昨日まで「ない、僕の戦利品の証がない!」と探し回っていた物が、まさかこんな形で見つかるであろうとは。
「せめて一度だけでも、幼女の生ぱんつ見たかったなぁ」
目の前に突き付けられた怪物の巨大ハサミ。
しかし、そのハサミを一向に突き刺そうとはしない怪物。
どうやら、死を間際にした青年の反応を楽しみたいのであろう。
当の青年はというと、このまま潔く死ねれば男らしいのであろうが、生憎、未練たらたらであった。
「そーいえば、あずさちゃんルート攻略し損なってたなぁ。他にも――」
「きゃああぁぁあっ!」
「……ふう。僕って末期かな? こんな状況なのに、上の方から幼女の悲鳴が聞こえるなんて」
――その瞬間、疑似スーパー賢者タイムに突入していた青年の思考回路に電気信号が走る。

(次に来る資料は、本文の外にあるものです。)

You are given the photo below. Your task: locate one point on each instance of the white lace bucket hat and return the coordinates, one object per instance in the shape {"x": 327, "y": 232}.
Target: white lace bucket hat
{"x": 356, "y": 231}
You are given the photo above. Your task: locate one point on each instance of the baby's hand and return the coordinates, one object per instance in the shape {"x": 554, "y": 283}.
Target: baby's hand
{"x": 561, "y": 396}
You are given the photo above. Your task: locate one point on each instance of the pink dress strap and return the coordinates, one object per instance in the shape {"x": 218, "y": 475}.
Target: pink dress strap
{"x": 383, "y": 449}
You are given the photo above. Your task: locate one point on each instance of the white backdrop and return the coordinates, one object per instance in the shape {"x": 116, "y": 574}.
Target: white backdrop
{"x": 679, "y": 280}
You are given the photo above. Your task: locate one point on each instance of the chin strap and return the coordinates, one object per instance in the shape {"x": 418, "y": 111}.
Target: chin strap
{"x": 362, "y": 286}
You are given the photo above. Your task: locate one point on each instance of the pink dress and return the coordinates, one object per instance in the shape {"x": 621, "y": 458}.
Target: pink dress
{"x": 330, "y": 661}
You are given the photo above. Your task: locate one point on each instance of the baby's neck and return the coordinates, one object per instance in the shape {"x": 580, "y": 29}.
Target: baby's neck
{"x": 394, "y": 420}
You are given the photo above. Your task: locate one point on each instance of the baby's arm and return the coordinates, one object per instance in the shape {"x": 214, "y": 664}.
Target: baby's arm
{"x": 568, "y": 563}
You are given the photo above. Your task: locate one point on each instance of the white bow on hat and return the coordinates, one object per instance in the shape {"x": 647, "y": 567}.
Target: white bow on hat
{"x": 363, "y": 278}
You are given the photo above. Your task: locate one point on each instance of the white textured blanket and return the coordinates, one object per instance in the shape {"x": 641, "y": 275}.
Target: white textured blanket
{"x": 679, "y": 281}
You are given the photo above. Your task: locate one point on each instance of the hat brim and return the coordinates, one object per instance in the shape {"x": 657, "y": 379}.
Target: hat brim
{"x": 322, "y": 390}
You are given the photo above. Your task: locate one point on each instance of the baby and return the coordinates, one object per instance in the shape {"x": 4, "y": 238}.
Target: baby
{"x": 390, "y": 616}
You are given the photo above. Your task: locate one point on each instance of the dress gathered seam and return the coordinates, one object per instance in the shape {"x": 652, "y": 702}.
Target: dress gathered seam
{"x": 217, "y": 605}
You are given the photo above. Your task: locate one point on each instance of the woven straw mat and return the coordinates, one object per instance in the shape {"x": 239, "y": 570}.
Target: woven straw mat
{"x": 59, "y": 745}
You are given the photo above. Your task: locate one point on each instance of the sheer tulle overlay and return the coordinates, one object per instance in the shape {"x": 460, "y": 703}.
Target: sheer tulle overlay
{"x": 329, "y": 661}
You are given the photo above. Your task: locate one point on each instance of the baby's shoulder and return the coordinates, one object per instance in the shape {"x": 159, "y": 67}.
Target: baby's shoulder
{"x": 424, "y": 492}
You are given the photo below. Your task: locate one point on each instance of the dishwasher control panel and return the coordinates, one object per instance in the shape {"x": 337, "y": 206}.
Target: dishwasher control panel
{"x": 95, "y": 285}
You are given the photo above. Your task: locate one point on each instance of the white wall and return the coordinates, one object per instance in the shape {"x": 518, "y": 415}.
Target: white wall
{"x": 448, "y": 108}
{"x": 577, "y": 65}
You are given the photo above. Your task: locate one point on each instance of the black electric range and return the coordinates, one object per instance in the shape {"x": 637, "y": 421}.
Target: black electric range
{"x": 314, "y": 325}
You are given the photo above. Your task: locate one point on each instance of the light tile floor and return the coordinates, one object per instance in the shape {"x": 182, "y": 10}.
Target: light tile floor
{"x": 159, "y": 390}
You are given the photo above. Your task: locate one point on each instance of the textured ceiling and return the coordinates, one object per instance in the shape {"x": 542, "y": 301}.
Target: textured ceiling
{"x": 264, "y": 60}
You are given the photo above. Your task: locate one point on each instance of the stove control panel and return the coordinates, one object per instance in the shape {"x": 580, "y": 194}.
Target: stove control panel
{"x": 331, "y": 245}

もしかして、ライフカードの中に召喚系のカードが紛れてたのではなかろうか。
青年は慌てて手元のライフカード全てに目を通すが、淡い期待虚しくどのカードにも書かれていたテキストはやはり『整理券』のみであった。
手元に使えるライフカードない! 僕の目の前は真っ白になった。